Dépendance
Une dépendance relie deux tâches et fixe leur ordre. Le cas le plus fréquent : fin–début – une tâche ne commence qu’une fois la précédente terminée. Le plan reflète ainsi le déroulement réel du chantier.
Types de dépendances
- Fin–début : le successeur démarre après la fin du prédécesseur.
- Début–début : les deux tâches commencent ensemble.
- Fin–fin : les deux tâches se terminent ensemble.
Dépendances dans le déroulement du chantier
Dans le bâtiment, de nombreux enchaînements ne relèvent pas du choix mais de la technique. Qui les connaît repère un planning irréaliste au premier coup d’œil :
- L’entreprise de maçonnerie ne commence dans la fouille qu’une fois les terrassements achevés.
- La fin du gros œuvre marque le départ des installations techniques.

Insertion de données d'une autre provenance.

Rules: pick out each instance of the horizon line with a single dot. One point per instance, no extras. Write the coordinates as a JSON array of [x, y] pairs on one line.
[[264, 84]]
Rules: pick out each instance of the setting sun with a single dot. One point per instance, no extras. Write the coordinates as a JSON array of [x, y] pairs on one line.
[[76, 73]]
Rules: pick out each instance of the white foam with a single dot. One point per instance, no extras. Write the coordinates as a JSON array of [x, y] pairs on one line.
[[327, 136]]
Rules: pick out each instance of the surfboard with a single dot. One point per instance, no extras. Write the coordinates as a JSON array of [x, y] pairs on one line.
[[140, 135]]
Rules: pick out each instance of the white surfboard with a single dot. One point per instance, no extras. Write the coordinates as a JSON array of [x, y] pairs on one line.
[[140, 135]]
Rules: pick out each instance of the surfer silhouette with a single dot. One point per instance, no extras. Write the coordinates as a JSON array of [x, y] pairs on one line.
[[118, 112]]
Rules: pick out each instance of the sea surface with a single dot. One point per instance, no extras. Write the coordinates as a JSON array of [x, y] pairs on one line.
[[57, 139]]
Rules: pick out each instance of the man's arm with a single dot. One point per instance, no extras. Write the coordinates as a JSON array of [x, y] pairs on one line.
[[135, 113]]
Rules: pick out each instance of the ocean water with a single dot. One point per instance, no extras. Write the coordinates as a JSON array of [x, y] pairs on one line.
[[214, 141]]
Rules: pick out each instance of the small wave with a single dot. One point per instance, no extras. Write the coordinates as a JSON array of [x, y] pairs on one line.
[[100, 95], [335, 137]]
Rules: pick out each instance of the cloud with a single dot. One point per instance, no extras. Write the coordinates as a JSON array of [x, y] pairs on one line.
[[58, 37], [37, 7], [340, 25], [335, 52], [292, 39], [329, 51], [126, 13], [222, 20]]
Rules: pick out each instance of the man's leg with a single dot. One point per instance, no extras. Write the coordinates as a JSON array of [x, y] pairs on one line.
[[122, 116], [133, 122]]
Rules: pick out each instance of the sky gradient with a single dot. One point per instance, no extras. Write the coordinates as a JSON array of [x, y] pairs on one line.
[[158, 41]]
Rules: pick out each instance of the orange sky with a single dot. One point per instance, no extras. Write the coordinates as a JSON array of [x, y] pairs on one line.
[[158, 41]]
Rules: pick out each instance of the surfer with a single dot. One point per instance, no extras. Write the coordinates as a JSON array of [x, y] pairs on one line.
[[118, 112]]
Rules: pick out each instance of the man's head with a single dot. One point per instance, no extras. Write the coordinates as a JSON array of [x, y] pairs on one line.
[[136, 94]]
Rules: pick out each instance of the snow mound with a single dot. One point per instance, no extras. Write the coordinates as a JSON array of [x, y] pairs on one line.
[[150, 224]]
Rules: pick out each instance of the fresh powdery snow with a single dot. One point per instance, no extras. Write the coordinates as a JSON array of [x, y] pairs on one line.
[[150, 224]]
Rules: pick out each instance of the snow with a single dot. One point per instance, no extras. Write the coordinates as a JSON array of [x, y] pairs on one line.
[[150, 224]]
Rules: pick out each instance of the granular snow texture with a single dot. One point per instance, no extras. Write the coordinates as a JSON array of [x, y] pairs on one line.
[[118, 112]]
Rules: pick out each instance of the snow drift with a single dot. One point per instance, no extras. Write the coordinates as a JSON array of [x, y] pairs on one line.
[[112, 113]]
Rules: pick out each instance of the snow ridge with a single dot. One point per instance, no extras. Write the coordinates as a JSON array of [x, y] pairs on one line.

- Les travaux d’enveloppe ne peuvent commencer qu’après le décoffrage.
- Les abords ne démarrent qu’une fois l’échafaudage retiré.
Dans les finitions, l’ordre est particulièrement contraint : enduit de fond des plafonds, puis carrelage, puis première couche au plafond avec réception, puis parquet, ensuite menuiserie et cuisines, appareils, et en dernier les travaux de peinture. Toute inversion fait qu’un corps de métier abîme le travail du précédent.
Les temps d’attente sont aussi des dépendances
Une dépendance n’est pas toujours une activité. Une chape doit sécher avant la pose du revêtement ; un élément mesuré sur l’ouvrage construit exige son temps de production. Ces périodes ont leur place comme tâches propres – sinon le lien paraît cohérent alors que l’échéance est hors d’atteinte.
Dans Menira, vous tracez une dépendance sous forme de lien entre deux barres. Si une tâche se déplace, les échéances liées s’ajustent.